O ara kesitte çok şey değişti. Çok yaşanmışlık, yaşanmamışlık, hevesler, kursakta kalmalar, kırgınlıklar, mutluluklar, başarılar, düşüşler… MFÖ’ye dair bir tek şey değişmemişti bende. O müthiş şarkıların etkisi ve bu marjinal, muazzam sanatçılara olan hayranlığım.
Akşam anladım ki, şarkılar çoğalmış, birikmiş ve yenilenmişti. Zamanın o ara kesitinde üretmeye, müziğe ve aşka devam etmişlerdi. Akşam, gerçeğin paslı makası geceyi ortadan kesiyor ve bize hüzünle yılların geçtiğini hatırlatıyordu. Bizler artık orta yaşlı olmuştuk, kahramanlarımız ise 70’lerdeydiler. MFÖ’nün çılgın, deli, duygulu, fırtına çocuğu Özkan, en genç üye, aceleci davranarak sesli harfini alıp yanına MFÖ yü de aslında bir nevi SES-SİZ bırakarak, erkenden gitmişti. Akşam ikili, arkadaki dev ekrandan Özkan’ın görüntüleri ile başladılar konsere, onu yad ederek. Üç kişi olarak sahnede devleşen grupta Özkan’ın yokluğu iyice hissediliyordu. Efsanelerimiz biraz yorgun olsalar bile, akşama tanıklık eden herkes bilyordu, zirvede 40 yıldan fazla bir süre kalabilmenin ne demek olduğunu. Her ölümlüye nasip olunamayacak alkışlar, anılar, şarkılar onların hanesindeydi. Bunun için zamanın hafızasında, insanın hayat defterinde çok şey olması gerekiyor. Bazı insanlar ölümden kotardıklarıyla gitseler bile nesiller boyunca yaşamaya devam ederler, bunu akşam yeniden hatırladım.
Dün gece, Salamis’in o mistik, o büyülü ortamında müzik tarihinin bir kesitine tanıklık ettik ve hep bir ağızdan şarkılar söyledik:
“Gözyaşlarımızı bitti mi sandın?”
Gelip ince ince dokunan o şeye sahipti onlar.
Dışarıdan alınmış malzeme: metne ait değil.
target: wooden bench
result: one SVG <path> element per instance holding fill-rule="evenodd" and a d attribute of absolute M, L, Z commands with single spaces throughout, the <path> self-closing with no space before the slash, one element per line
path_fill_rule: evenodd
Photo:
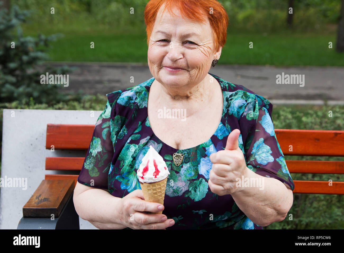
<path fill-rule="evenodd" d="M 67 218 L 60 219 L 63 220 L 62 223 L 68 223 L 69 226 L 56 222 L 55 228 L 78 228 L 76 227 L 78 217 L 74 209 L 73 191 L 78 176 L 75 174 L 78 174 L 83 166 L 94 129 L 93 125 L 47 124 L 46 148 L 53 146 L 55 149 L 84 150 L 85 155 L 46 158 L 47 170 L 77 172 L 75 175 L 45 174 L 45 180 L 23 207 L 19 229 L 42 228 L 42 221 L 51 228 L 52 223 L 49 221 L 52 214 L 58 219 L 64 217 L 62 214 L 66 212 L 69 214 L 66 214 Z M 275 132 L 284 155 L 344 156 L 344 131 L 275 129 Z M 287 160 L 286 162 L 290 173 L 344 173 L 343 161 Z M 344 181 L 332 182 L 332 186 L 328 181 L 295 180 L 294 182 L 294 193 L 344 194 Z M 50 201 L 37 200 L 44 198 Z"/>

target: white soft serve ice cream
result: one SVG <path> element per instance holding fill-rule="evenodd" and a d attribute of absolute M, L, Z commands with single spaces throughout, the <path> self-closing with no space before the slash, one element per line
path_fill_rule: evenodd
<path fill-rule="evenodd" d="M 169 175 L 170 172 L 162 157 L 150 146 L 137 170 L 139 181 L 143 183 L 153 183 L 164 179 Z"/>

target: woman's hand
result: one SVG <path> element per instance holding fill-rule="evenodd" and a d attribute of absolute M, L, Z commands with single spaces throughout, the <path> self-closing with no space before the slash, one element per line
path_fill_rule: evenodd
<path fill-rule="evenodd" d="M 141 190 L 133 191 L 121 199 L 116 211 L 122 224 L 133 229 L 164 229 L 174 224 L 173 219 L 168 219 L 164 214 L 146 213 L 159 212 L 164 208 L 144 199 Z"/>
<path fill-rule="evenodd" d="M 231 194 L 242 188 L 236 185 L 237 178 L 248 177 L 243 151 L 239 147 L 238 138 L 240 130 L 235 129 L 228 136 L 224 150 L 212 154 L 209 157 L 213 163 L 209 173 L 208 185 L 212 192 L 220 196 Z"/>

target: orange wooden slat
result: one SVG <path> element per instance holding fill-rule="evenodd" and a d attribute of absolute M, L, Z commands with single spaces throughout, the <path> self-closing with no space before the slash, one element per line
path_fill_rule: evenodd
<path fill-rule="evenodd" d="M 275 129 L 275 132 L 284 155 L 344 156 L 344 131 Z"/>
<path fill-rule="evenodd" d="M 88 149 L 94 125 L 47 124 L 46 148 Z"/>
<path fill-rule="evenodd" d="M 73 179 L 74 180 L 74 187 L 76 185 L 78 175 L 61 175 L 58 174 L 46 174 L 45 179 Z"/>
<path fill-rule="evenodd" d="M 294 173 L 344 174 L 344 161 L 286 160 L 289 172 Z"/>
<path fill-rule="evenodd" d="M 327 181 L 295 180 L 293 193 L 344 194 L 344 182 L 333 181 L 329 186 Z"/>
<path fill-rule="evenodd" d="M 45 169 L 80 170 L 85 159 L 85 157 L 46 157 Z"/>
Sadece özel olarak bir amaç için yaşayan o büyülü insanların gücü vardı onlarda.
“Ah bu ben kendimi, nerelere koşsam?
Saklansam bir yerlerde, gizlice ağlasam”
Bir insan yüzleşmesini ancak bu kadar asil ve ince bir ruhla yapabilir sanırım. İnce ince sızılarla, hayatın o müthiş yüzleşmesinin etkisinde söyledik hep birlikte:
Yaşamayı, ölmeyi, sevmeyi beceremeyenlerin ülkesinde:
“Ah bu ben!”
Diye…

Biraz yorgun, biraz yıpranmış, bir koca ömrün zirvesinde, ölümsüzlüğü yakalamış şarkılarıyla
Kah
Sana sarı laleler aldım çiçek pazından dediler,
Kah
“Ne güzel şeysin sen, yaşın 19” diyerek gençlerin bile algılayamadıkları bir yaşam aşkının o müthiş ayrıcalığını hissttirdiler.
Ben ise, biraz zorlayarak gittim konsere. Bir daha onları görebilir miyim kaygısı vardı içimde. Hayatın kısa olduğunu daha çok bildiğim bir yaş dilimindeyim. Bazı anların tekrarının olmayacağını ve bazı şarkıları söylemenin, dinlemenin zamanının şimdi olduğunu biliyorum.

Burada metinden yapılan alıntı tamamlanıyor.